Jean-Marie Beurton : Cette lettre ouverte est motivée par la déclaration de Nicolas Sarkozy à Batz-sur-Mer (Loire-Atlantique), le 24 juillet, qui met un grand coup d’encensoir au monde associatif et à l’éducation populaire. Nous y avons rappelé quelques-unes des déclarations du Président, notamment celle-ci : « L’éducation populaire permet aux jeunes de se découvrir eux-mêmes, de découvrir et de comprendre les autres, d’aller vers l’autonomie, de comprendre que l’autre n’est pas un adversaire. » C’est la première fois que l’on entend de tels propos de la part d’un président de la République. Or, deux mois plus tard, nous apprenons la suppression en 2009 de la ligne budgétaire dite « animation rurale » du ministère de l’Agriculture, notre principal partenaire financier. Pour nous, cela représente environ 340 000 euros, auxquels il faut ajouter la révision à la baisse du soutien du ministère de la Culture et de la Communication et du ministère de la Santé, de la Jeunesse, des Sports et de la Vie associative. Nous estimons à près de 500 000 euros la baisse du soutien de la puissance publique en faveur de l’animation du réseau des foyers ruraux, soit l’essentiel de notre budget action. Et cette situation concerne aussi nombre de nos partenaires associatifs ruraux. C’est à un désengagement financier massif que se livre aujourd’hui le gouvernement vis-à-vis du monde rural.
Pour nous, c’est évidemment difficile à avaler. En quelques années, nous avons profondément fait évoluer notre projet associatif pour l’adapter aux demandes de nos adhérents et aux besoins des populations rurales. Nous avons même joué la transparence la plus totale vis-à-vis de nos partenaires financiers en demandant un audit ministériel il y a deux ans. Il semble que cela n’ait servi à rien.
Nicolas Sarkozy, le 24 juillet 2008 à Batz-sur-Mer.
Feferberg/AFP
Que signifierait la disparition de la Fédération nationale des foyers ruraux ?

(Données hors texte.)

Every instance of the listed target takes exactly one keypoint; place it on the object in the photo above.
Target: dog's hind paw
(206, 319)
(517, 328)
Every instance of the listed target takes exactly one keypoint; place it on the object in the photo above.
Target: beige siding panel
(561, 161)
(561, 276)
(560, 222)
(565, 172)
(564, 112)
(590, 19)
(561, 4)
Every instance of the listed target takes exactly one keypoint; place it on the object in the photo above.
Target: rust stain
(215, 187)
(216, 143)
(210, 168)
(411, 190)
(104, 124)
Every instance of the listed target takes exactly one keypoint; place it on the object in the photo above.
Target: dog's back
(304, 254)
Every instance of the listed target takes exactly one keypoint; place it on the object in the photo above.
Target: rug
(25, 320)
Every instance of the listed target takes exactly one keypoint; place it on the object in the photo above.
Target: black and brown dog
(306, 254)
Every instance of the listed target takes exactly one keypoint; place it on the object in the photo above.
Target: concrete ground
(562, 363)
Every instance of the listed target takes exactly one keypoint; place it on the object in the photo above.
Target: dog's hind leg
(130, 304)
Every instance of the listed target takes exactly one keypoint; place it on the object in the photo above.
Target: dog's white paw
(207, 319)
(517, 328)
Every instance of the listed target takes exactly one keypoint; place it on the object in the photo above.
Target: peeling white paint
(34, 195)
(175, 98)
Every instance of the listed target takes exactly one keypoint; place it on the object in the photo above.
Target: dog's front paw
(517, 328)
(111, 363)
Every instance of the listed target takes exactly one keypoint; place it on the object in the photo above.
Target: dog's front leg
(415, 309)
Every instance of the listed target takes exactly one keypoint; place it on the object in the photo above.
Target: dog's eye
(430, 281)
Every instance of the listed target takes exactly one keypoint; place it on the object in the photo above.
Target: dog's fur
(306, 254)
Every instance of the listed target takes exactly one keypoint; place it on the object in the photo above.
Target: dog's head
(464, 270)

Fédérer des associations, c’est donner un sens politique et une visibilité à des initiatives qui sans cela seraient dispersées. C’est aussi faire le choix de l’échange, de la réflexion commune, refuser le vase clos. C’est se donner le moyen de former les responsables associatifs. Aujourd’hui, une tête de réseau n’est plus là pour imposer un système centralisé et hiérarchique, mais pour catalyser des énergies. Nous sommes une des seules organisations d’animation socioculturelles et sportives s’adressant spécifiquement aux acteurs du monde rural. Parce que nous existons depuis plus de soixante ans, on nous attribue parfois une image un peu vieillotte. Mais nos bénévoles ne sont plus ceux d’il y a soixante ans. Les foyers et les associations rurales ont changé avec le monde rural. Aujourd’hui, ils font vivre les pratiques artistiques amateurs, ils sont les artisans du renouveau du conte en France, ils organisent des « rallyes mob », des cafés débats ou des brocantes de village, font de la prévention ou s’investissent dans les comités de développement mis en place dans le cadre des pays… Et tout ça est important. Il s’agit là de se prendre en charge soi-même et d’oser être acteur de son développement.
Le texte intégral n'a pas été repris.